Cruise Scientific        Visual Statistics Studio       Table of Contents

Normal Distribution

In the preceding chapters, we often used as an example a variable X equal to [1 2 3 4 5]. This example was used primarily for its brevity and simplicity. In the course of the analysis of real data you are more likely to encounter variables with repeating values, as, e.g., [1 2 2 2 3 3 3 3 3 4 4 4 5]. Frequencies of repeated values can be plotted as a histogram,

  approximating a binomial distribution, discussed in detail in appendices. In turn, the binomial distribution is idealized by the normal distribution.

Ideal Shape

Most distributions of test scores show remarkable similarities. If plotted as a histogram, typically there are relatively few low and high scores; most scores are clustered around the mean with score frequencies decreasing toward both ends of the distribution. As the number of scores increases, the histogram begins to look like a bell or the hump of a camel. The idealized shape of this bell distribution was described by Gauss as the 'curve of errors', later called the 'normal distribution.'

Curve of Errors

Gauss served for many years as the director of Goettingen astronomical observatory. Attracting his attention was the report that the director of the Greenwich observatory had fired his assistant for reporting observations of star transitions differently from his own readings. Accurate readings of these transitions were critical for the determination of sidereal time, the time based upon the axial and orbital rotation of the earth with reference to the background of the stars. The exact determination of the sidereal time was, in Gauss' time, of crucial importance for maritime navigation. An error of a few seconds would translate to an error of several nautical miles when determining the longitude of a ship's position.

Gauss suspected that the different readings of sidereal transitions were caused by individual differences in the reaction time of the observers. In this sense, they are akin to distribution of test scores. 
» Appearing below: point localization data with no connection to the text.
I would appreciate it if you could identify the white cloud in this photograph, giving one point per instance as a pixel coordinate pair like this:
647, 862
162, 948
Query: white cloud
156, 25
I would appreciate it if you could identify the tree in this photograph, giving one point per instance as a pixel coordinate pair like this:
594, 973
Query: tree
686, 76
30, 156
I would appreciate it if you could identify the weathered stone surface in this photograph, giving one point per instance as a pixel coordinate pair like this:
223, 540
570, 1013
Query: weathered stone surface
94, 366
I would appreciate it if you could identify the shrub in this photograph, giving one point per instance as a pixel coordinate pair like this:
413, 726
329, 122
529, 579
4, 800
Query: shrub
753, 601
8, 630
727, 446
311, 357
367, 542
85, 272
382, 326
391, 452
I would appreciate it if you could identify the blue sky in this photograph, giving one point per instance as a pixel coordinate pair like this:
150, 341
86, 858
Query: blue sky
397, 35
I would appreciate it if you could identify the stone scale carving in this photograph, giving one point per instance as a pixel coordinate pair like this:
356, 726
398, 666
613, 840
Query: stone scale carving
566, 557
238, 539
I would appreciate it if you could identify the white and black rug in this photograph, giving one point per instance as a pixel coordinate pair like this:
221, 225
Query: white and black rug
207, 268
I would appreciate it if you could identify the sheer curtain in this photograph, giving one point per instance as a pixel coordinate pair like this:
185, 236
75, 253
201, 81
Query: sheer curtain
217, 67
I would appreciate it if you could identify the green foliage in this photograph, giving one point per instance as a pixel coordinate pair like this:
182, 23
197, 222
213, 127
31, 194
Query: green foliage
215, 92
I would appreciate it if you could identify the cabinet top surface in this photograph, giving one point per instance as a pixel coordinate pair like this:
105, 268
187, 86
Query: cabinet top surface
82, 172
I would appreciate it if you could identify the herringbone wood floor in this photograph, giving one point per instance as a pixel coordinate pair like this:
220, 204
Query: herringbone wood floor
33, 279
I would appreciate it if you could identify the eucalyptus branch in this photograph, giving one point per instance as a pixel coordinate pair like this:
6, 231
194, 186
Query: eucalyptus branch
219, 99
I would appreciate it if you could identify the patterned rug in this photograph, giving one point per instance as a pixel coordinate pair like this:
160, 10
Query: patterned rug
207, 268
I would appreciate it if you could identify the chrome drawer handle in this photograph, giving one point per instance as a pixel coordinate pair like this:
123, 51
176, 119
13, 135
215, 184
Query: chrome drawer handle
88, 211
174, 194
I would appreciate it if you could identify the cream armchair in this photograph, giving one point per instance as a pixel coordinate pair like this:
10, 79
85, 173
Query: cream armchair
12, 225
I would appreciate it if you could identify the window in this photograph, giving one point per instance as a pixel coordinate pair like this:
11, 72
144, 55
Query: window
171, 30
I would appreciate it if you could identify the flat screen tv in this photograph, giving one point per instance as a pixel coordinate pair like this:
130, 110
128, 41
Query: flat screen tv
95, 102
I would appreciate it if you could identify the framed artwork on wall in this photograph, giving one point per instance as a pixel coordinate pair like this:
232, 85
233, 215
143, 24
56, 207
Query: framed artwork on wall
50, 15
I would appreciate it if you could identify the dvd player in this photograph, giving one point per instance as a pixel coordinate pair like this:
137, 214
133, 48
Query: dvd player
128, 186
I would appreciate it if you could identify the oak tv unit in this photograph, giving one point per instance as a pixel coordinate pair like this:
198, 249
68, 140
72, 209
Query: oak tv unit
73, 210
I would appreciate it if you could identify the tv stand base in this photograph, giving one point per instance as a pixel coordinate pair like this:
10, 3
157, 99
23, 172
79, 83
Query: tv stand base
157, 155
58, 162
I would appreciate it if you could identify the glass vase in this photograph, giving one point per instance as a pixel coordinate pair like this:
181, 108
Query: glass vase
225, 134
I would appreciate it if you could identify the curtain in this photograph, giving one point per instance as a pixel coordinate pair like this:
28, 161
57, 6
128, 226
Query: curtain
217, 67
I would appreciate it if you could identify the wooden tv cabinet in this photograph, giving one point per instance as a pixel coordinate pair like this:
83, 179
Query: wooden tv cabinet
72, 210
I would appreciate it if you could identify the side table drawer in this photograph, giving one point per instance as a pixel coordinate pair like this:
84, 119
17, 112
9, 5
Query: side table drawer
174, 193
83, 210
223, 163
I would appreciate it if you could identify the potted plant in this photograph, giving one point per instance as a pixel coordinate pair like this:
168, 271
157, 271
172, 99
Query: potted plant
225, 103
Model of the Tautology of Results 

Gauss conceptualized the normal distribution as a curve of errors. In this capacity, the normal distribution serves as a prototype of a benchmark of tests for statistical significance. Within this context, the normal distribution is used as a model of the tautology of results. A statement is tautological if its truthfulness is based on a fact that it provides for all logical possibilities. To the degree the obtained results are not tautological, they acquire meaning. If an observed difference markedly departs from the model of all possible differences, it is interpreted as unique, significant, and meaningful.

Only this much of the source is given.